Some people hmm and haw over the type of Christmas cookies to make each year, flipping though stacks of magazines and surfing endless recipes sites in search of the perfect holiday cookie that will surpass all baking efforts from subsequent years.
It's gingerbread for me. Every year. The little spiced men and I have exchanged vows and we're together until death do us part. Or snack time, which ever comes first.
Now that I have children who are old enough to really get into the cookie decorating, it's all the more reason to bake up an enormous batch of gingerbread cookies.
Last Friday was a ped day for Noah, and in hindsight, Mateo and I had prepared a double batch of gingerbread cookie dough the day before. Ten cups of flour, a pound of butter - we didn't mess around.

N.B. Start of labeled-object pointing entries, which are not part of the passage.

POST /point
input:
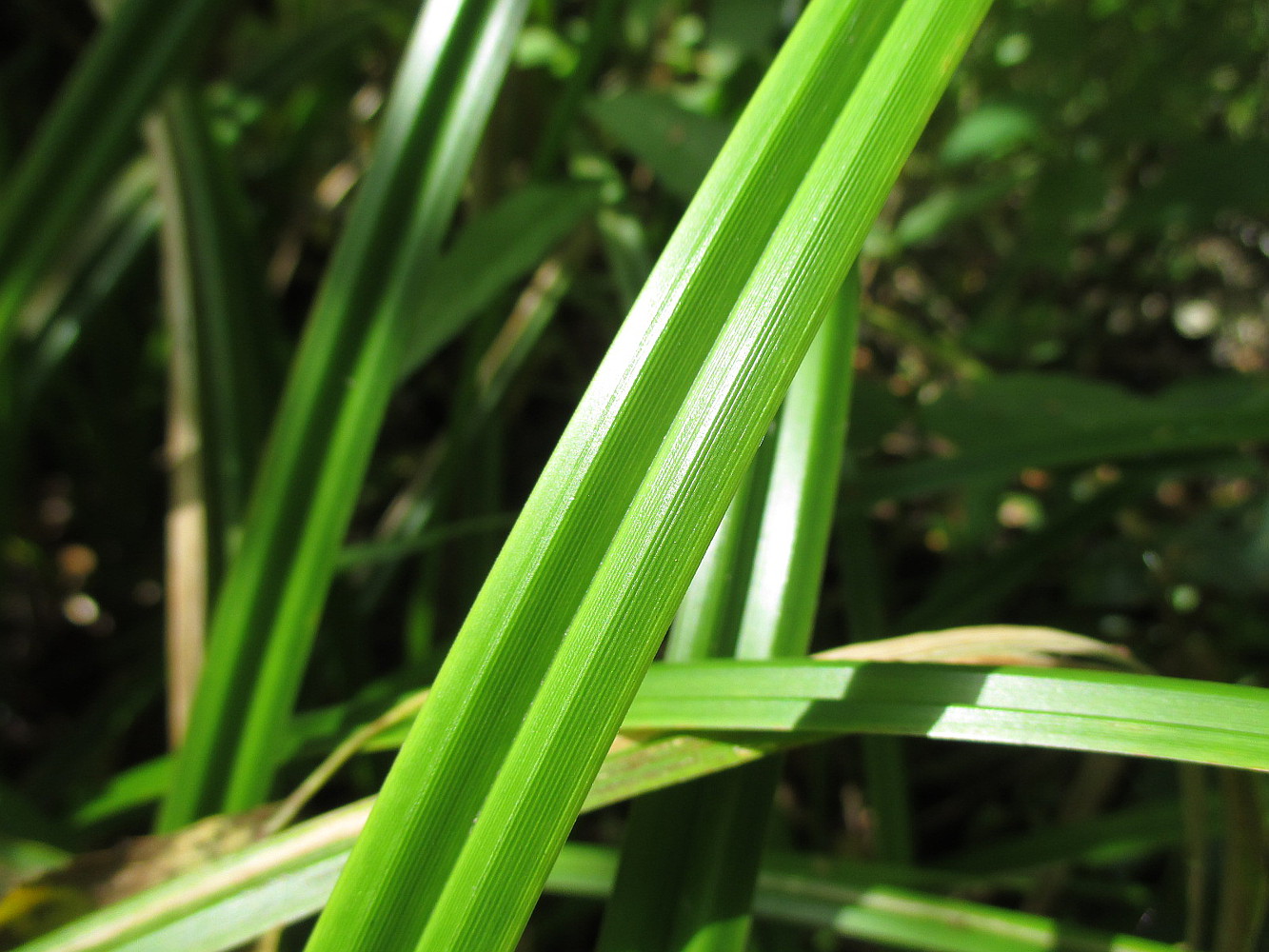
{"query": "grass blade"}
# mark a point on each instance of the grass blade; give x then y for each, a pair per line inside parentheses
(1075, 710)
(142, 46)
(289, 876)
(268, 609)
(490, 833)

We woke up to fresh snow on the ground, perfect for our holiday project. Spurred to action by the prospect of fresh gingerbread and inspired by the Christmas card setting outside the double patio doors, I extricated three boxes of Christmas decorations from a closet and - Diana Krall's holiday CD tootling away - flew around flinging ornaments, wreaths and bells about the place in a festive fashion.
Our friends arrived for the cookie decorating fun in a bundle of pink and purple outerwear and we got down to business immediately.

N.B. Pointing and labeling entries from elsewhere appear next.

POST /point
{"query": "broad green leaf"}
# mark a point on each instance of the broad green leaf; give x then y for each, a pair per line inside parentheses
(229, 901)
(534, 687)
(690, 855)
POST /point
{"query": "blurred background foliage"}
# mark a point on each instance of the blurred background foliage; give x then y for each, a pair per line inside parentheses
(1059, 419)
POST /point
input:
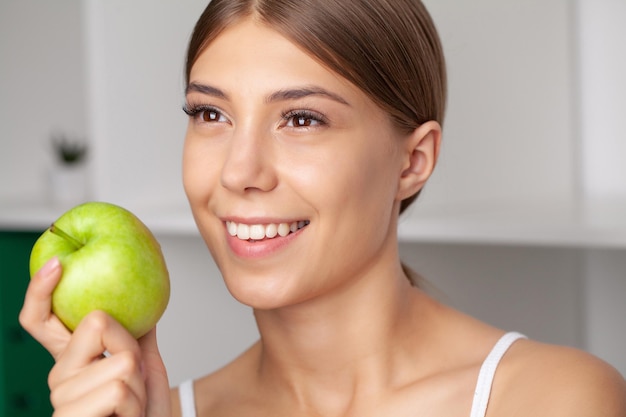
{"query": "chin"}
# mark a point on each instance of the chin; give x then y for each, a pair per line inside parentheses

Between my friend Tavia's cookies and our gingerbread, we had over ten dozen cookies to decorate that would be later donated to a children's function at church. OK, minus those that would not make it past the little decorators.

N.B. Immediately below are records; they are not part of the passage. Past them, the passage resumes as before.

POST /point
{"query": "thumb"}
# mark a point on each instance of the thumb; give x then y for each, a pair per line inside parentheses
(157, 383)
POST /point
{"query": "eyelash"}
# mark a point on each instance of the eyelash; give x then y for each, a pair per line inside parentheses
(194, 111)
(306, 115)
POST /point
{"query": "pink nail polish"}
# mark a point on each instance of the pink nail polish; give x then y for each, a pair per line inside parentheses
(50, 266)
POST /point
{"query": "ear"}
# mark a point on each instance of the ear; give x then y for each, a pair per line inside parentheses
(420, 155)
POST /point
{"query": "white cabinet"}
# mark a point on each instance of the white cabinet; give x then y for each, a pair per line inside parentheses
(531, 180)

Still, eight dozen cookie to decorate is nothing to sneeze at.
Our little bambinos seemed up for the task, so we equipped them with the appropriate tools (colored Royal icing, sprinkles, and Popsicle sticks), then sat back and let them go to town.
Incredibly, they stayed put for over an hour, and turned out some darling little cookies.
The final product! Minus the two dozen or so that were consumed. There were many casualties among the gingerbread army.
I finally had to tell Noah enough. Enough! A few minute later I saw his hand reach out and select another one.
Me: "Noah! Put that back. I said you've had enough cookies!"
Noah (cradling the gingerbread lovingly close to his cheek): "Let's just pretend it's not a cookie."
Boy, do I ever wish that worked.
Gingerbread Cut-out Cookies
This recipe is from Nick Malgeiri and you can find the original recipe HERE.
Makes about 24 large cookies, depending on the size cutter used (Aimee's note: I probably got 8 dozen small cookies, but I roll mine thin so they crisp nicely.)
- 5 cups all-purpose flour
- 4 teaspoons ground ginger
- 1 tablespoon ground cinnamon
- 1 teaspoon freshly grated nutmeg
- 1/2 teaspoon ground cloves
- 1 teaspoon salt
- 1/2 teaspoon baking soda
- 16 tablespoons (2 sticks) unsalted butter, softened
- 2/3 cup firmly packed dark brown sugar
- 2 large eggs
- 2/3 cup molasses
1. In a large bowl, combine the flour, spices, salt and baking soda. Stir well to mix.
2. Place the butter and brown sugar in the bowl of a standing electric mixer fitted with the paddle attachment and beat on medium speed until well mixed, about 1 minute. Beat in the eggs, one at a time, beating smooth after each addition. Scrape down bowl and beater.
3. Lower speed and beat in about half the flour mixture. Beat in all the molasses then scrape bowl and beater. Add the remaining flour mixture, about 1 cup at a time, and beat after each addition until it has all been absorbed.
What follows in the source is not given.